I mistrust all ideology and even managed, though strongly influenced in matters musical by Cornelius Cardew and John Tilbury, to dodge the Red Dawn Rising Over Luton. In fact the only card-carrying political affiliation I have had is with Clapham Young Conservatives having early discovered that their ping pong facilities were much superior to those of the Young Socialists.

Ping pong diplomacy did not end there. Salman Rushdie, at the height of the fatwa, adopted a deliberately irregular routine, with much cloak and daggery in the coming and going, of portrait sittings combined with ping pong and pizza. The story of the teacher and the teddy bear brought back memories of that passive activism; of painting Salman, sometimes with an armed guard in the studio and always with heavy back up outside.

Salman Rushdie, Oil on canvas, 50 x 60 cm, 1992

When illustrating my translation of Inferno I also made a picture of both Mahomet and Ali, to whom Dante gives such short and brutal shrift in Canto XXVIII. That was in the early eighties and then one hardly needed to give it a second thought.

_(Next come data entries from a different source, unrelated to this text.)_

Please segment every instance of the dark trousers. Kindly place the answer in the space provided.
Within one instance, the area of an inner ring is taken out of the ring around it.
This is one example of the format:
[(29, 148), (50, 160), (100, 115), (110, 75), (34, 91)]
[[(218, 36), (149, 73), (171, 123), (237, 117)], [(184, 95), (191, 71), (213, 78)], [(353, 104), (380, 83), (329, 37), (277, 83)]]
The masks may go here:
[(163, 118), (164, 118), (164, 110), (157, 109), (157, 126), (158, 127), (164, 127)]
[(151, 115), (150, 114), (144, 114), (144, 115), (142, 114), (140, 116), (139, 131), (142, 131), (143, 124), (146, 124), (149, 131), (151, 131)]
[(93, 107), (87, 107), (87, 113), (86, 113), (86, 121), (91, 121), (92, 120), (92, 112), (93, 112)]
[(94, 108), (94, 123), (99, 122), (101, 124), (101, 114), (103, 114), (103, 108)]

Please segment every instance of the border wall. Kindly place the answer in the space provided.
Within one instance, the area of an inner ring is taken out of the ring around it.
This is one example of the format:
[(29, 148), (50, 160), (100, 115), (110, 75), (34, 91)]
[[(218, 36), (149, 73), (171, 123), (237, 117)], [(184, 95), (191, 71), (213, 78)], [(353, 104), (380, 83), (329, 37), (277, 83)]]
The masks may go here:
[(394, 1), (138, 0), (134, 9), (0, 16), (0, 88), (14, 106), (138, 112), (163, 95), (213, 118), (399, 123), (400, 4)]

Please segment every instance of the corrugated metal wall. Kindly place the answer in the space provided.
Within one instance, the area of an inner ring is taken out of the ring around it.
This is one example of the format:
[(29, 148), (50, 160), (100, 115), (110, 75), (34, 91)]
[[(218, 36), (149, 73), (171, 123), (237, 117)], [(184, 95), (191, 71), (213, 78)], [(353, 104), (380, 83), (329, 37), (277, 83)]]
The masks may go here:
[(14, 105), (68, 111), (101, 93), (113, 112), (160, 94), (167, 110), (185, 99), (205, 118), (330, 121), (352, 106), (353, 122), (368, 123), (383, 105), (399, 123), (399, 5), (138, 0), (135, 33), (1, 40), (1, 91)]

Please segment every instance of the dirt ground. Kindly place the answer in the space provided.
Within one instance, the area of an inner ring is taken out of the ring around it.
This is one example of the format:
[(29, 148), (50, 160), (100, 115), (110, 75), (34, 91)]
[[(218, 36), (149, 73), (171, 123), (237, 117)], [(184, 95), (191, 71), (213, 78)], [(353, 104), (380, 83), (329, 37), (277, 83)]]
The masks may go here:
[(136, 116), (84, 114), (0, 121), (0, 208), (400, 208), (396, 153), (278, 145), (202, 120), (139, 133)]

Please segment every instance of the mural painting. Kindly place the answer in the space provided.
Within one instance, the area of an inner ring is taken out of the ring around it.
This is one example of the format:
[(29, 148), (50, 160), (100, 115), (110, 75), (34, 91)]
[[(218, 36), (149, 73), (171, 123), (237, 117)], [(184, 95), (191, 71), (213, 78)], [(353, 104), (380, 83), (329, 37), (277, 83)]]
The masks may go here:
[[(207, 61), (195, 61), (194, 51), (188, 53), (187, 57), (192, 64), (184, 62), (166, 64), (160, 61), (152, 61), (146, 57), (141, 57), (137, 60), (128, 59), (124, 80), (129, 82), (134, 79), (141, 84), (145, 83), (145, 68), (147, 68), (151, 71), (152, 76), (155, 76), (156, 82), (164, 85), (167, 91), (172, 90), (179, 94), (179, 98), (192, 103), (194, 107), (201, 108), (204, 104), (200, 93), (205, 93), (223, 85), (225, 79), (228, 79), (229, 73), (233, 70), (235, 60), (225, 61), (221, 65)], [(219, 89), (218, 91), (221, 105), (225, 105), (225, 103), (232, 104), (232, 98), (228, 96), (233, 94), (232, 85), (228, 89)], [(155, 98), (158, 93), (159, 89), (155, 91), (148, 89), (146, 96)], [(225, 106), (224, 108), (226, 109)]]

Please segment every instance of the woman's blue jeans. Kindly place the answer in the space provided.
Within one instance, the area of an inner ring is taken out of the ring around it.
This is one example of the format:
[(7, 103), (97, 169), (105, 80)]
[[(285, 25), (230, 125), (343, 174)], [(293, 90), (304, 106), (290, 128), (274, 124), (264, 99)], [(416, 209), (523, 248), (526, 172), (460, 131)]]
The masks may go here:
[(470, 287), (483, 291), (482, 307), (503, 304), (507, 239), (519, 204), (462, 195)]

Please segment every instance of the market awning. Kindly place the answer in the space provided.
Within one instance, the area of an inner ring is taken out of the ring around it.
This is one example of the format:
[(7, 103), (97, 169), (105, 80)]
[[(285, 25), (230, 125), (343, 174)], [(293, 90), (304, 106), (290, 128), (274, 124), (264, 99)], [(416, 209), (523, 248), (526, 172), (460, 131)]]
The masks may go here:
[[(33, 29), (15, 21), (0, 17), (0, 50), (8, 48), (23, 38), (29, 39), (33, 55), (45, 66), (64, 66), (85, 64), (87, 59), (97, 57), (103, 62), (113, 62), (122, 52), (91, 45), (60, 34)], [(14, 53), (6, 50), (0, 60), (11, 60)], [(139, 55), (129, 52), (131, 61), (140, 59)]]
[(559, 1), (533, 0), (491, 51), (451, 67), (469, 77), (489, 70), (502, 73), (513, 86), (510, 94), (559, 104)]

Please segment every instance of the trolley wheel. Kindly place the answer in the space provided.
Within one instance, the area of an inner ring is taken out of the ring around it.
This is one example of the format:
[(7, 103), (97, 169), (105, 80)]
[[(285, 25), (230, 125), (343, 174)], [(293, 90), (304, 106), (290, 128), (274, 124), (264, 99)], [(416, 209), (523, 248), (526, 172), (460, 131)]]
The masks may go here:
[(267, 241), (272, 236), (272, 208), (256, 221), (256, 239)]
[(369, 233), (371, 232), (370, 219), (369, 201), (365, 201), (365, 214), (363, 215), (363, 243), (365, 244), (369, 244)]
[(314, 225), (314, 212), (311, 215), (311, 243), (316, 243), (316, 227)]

Current Islamic orthodoxy bans depictions of the prophet. This applies to Moslems of course, but cannot to those who hold other religious beliefs (or no belief at all). Why shouldn't other faiths, sects and cults claim equal rights to make their rules apply to all? Overwhelmed with a Swiftian deluge of observances we might soon be struggling to remember if the Ammonites decreed that we should wear a funny hat on a Tuesday or if the Theodolites commanded that we should not eat turnips in June.

My painting XV

As at 9th May '08

I return to my painting, if only to note ironically that it shows the clear influence of Islamic calligraphy. It was precisely these strictures against description of the natural world that made the finest Islamic artists probe the expressive possibilities of script and bring an often sublime inventiveness to enrich to the art of the world.

1 comment:

Anonymous said...

Golly! Golliwogs and ping pong and Islam and Young Conservatives and Jesus and Mahomet all in one blog. awesome.